Biology is the largest STEM major at the University (which graduates over 600 students per year) and across the state of Washington. According to Majeski, almost 50 percent of these graduates go into healthcare jobs in the state, while others go into biotechnology and teaching jobs. “We here at the UW are doing our part to provide the students from the state of Washington to have the skills and training to be able to fill those jobs.” In support of this trend, the Washington Employment Security Department projects a 21 percent growth in biology-related occupations by 2019 to more than 300,000 jobs statewide.

In terms of the longer-term impacts of the project, the new LSB will also contribute to the new Campus Master Plan in the works for the University, which will add up to 6 million net new gross square feet of development across the Central, West, South and East campuses. “The Life Science Building fits in well with the University’s new Campus Master Plan…the location of the building is important as it sits at the intersection of North and South Campus,” Majeski said.
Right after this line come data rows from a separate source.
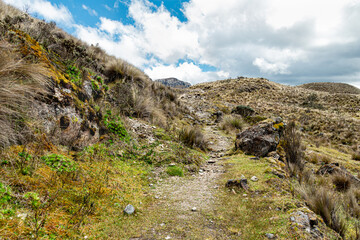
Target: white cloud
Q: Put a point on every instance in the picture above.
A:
(281, 40)
(92, 12)
(188, 72)
(51, 12)
(271, 68)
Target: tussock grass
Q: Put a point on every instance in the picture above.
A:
(192, 137)
(341, 182)
(20, 84)
(293, 149)
(326, 204)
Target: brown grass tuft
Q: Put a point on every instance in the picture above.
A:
(20, 83)
(341, 182)
(293, 149)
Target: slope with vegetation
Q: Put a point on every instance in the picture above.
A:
(85, 135)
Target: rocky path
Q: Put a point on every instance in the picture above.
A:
(186, 206)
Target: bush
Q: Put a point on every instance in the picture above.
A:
(293, 149)
(114, 125)
(356, 156)
(175, 171)
(59, 163)
(193, 138)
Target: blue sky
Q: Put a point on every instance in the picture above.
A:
(290, 42)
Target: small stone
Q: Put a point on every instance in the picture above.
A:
(254, 179)
(270, 236)
(129, 209)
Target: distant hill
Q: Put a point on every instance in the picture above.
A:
(332, 87)
(173, 82)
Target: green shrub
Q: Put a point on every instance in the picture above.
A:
(5, 195)
(74, 74)
(115, 125)
(175, 171)
(356, 156)
(59, 163)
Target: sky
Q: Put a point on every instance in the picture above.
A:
(290, 42)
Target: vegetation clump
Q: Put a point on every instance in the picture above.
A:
(175, 171)
(115, 125)
(192, 137)
(244, 111)
(60, 163)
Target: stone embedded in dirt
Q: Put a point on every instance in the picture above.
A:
(306, 220)
(254, 179)
(335, 168)
(274, 155)
(129, 209)
(259, 140)
(241, 183)
(270, 236)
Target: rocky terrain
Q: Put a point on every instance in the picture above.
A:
(93, 149)
(332, 87)
(173, 82)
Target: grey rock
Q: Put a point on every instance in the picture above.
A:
(258, 140)
(129, 209)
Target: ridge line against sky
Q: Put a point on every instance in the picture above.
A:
(291, 42)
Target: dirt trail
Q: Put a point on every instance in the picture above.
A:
(178, 197)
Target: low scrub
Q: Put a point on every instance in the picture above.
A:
(192, 137)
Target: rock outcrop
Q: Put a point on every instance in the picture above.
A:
(259, 140)
(173, 82)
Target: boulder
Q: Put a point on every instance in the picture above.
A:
(259, 140)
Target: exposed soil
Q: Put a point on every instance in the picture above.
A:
(186, 206)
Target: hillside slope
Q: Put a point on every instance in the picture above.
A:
(93, 149)
(332, 87)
A visible focal point because of the unique solar fins that adorn the building’s exterior facade, the design and larger objective of the LSB is to heighten awareness about more pressing concerns around sustainability as well, according to Kleiner. “We hope that the LSB will be part of a larger movement on campus to show how its built environment reflects [the University’s] vision for a sustainable campus,” he said.

The hope is that the aesthetically enticing visual impact of the building will illuminate more than first meets the eye. “In the evenings when the lights are on in the LSB the hope is that the solar fins glow like a lantern, providing a beacon on the campus and project their aspirational vision,” Kleiner said.